Dolar diken üstünde
Türkiye ekonomisi bu durgunluktan yılın 2. yarısı kurtulur mu? Şimdilerde gündemi meşgul eden soru bu. Ekonominin bir durgunluk sürecinde olduğu siyasi otoriterler tarafından dile getirilmeye başlandı. Amerikan Merkez Bankası FED arkamızda, seçimler önümüzde ilerliyoruz. Dolar tam da arada kalmış durumda, FED itiyor, seçimler öncesi gerilen piyasa çekiyor. Doğal olarak da dolar tırmanıyor.

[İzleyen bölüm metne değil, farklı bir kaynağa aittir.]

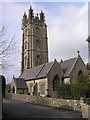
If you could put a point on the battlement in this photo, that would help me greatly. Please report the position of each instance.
(32, 18)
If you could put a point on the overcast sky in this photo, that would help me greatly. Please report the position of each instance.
(67, 29)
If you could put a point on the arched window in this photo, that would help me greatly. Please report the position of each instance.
(80, 72)
(38, 59)
(55, 83)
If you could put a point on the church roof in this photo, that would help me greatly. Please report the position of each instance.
(67, 66)
(36, 72)
(20, 83)
(88, 39)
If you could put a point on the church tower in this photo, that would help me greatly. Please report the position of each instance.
(34, 40)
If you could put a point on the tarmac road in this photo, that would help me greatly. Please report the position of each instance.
(18, 109)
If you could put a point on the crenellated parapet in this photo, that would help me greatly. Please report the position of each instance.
(32, 18)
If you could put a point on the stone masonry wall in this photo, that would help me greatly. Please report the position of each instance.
(76, 105)
(0, 98)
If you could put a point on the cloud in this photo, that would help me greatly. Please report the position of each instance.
(68, 32)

Dolar hızla tırmanırken ABD’den gelen mart ayı tarım dışı istihdam verileri 126,000 ile (beklenti 245,000)beklentilerin epey altında kaldı ve doların tırmanışını durdurdu. İşsizlik 5,5 ile beklentiye paralel, ücretler ise geçen sene aynı döneme göre %2,1 artış gösterdi. FED başkanı Yellen son konuşmasında enflasyonda %2’ye doğru net bir hareket ve ücretlerde ciddi artış görüldüğünde FED faiz artırımına gidecektir demişti. Aksi takdirde ise bir miktar daha ötelenecek. Son veriler bir miktar kötü gelse de olunması istenilen yerden pek de uzak değiliz. ABD tarafında verilerin kötü gelmesinin nedeni, petrol fiyatı yüzünden işçi çıkaran petrol şirketleri ve sert geçen kış şartları. Bu ay içerisinde gelecek olan verilerde de ufak bozulmalar yaşanabilir. Fakat önümüzdeki aydan itibaren toparlanma izlenecektir. Verilerde aşırı bir bozulma görülmez ise Haziran veya Temmuz toplantısında FED’den bir faiz artırımı gelmesi muhtemel.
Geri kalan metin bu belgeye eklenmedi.